We look for niche market opportunities, which are what firms of our size should focus on. Half of our portfolio has been built on outgoing searches for niche opportunities.

Family-owned businesses make up one third of our invested portfolio, corporate divestitures another third where we take divisions from inside of a large company that aren’t getting the attention they need and, finally, we look at opportunities where things are going wrong for other investors and the business plan they developed isn’t working.

Of the three, the challenges are mixed. Being the first institutional owner of a family business is often most challenging but has the most opportunity. If we can get the culture right, we can bring some talent and investment and punch above our weight.

Buying a business from a large company is probably the riskiest. That culture is the toughest to change and we must create an entrepreneurial/ownership atmosphere. This is very difficult to do, but we have had some success with it.

We’re very good at fixing a troubled company, but this is getting tougher and tougher. We used to be able to fix a company quietly without much attention from customers and employees. Today, we’re in a glass bowl in the online digital world. Anyone can read about what it’s like to work at a company through Glassdoor.com and customers hear about problems before we can even contact them. It’s also important not to kill the flowers with the weeds.

Is there specific industry expertise for Resilience?

We’re industry agnostic yet we do have some favorites. Much of the industrial world today has been commoditized. It’s tough to chase trying to become the best processor. Today, there is nothing special about being automated and being a good manufacturer – anyone not doing that is going to be out of business.
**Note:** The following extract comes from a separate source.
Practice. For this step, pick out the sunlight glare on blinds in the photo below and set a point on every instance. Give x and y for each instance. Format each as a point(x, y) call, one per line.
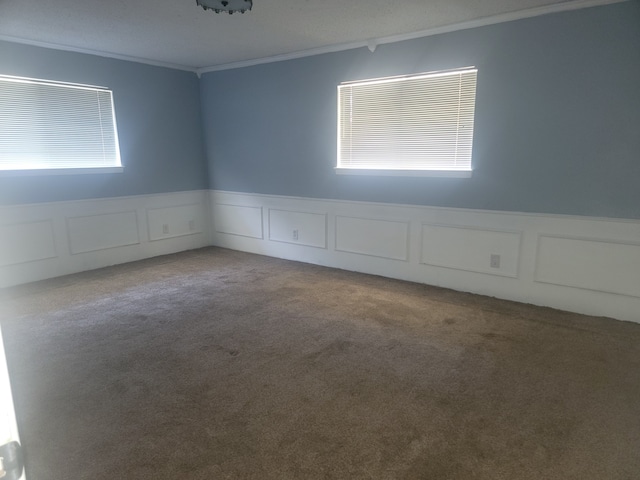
point(48, 125)
point(421, 122)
We did very well from 2001 to 2010 by investing in basic industrial companies. Then, we had to make a shift in 2012/2013 after the financial crisis because many of those businesses became decimated.

We’re deep into aviation, but we try not to get too deep into regulated industries like healthcare. Every business is a tech business, so we’ve added tech and intellectual property expertise in-house.

How important is cultural fit when bringing in talent for Resilience?

It’s very important. Having the right attitude at the top and in the ownership group creates enthusiasm. A great leader should be able to create more great leaders.

Leaders having conviction is also important and that comes from someone knowing what they’re doing.

There are few businesses in industries that we own today that won’t look somewhat different in five years. You need to be an active investor. Companies make investment decisions every day. We need to continually innovate so we need an agile team.

Small business and entrepreneurs drive job creation, yet much of the attention goes to large companies. Why isn’t the critical role of small businesses better understood?

It’s always about the loudest narrative today but, if we look at where the innovation is coming from and where millennials want to work, it is in small businesses.

The problem small businesses have is a lack of access to capital and the cash to conversion cycle has only gotten worse. When we come to the next recession, many businesses will struggle without the access to capital and, hopefully, they think to call Resilience.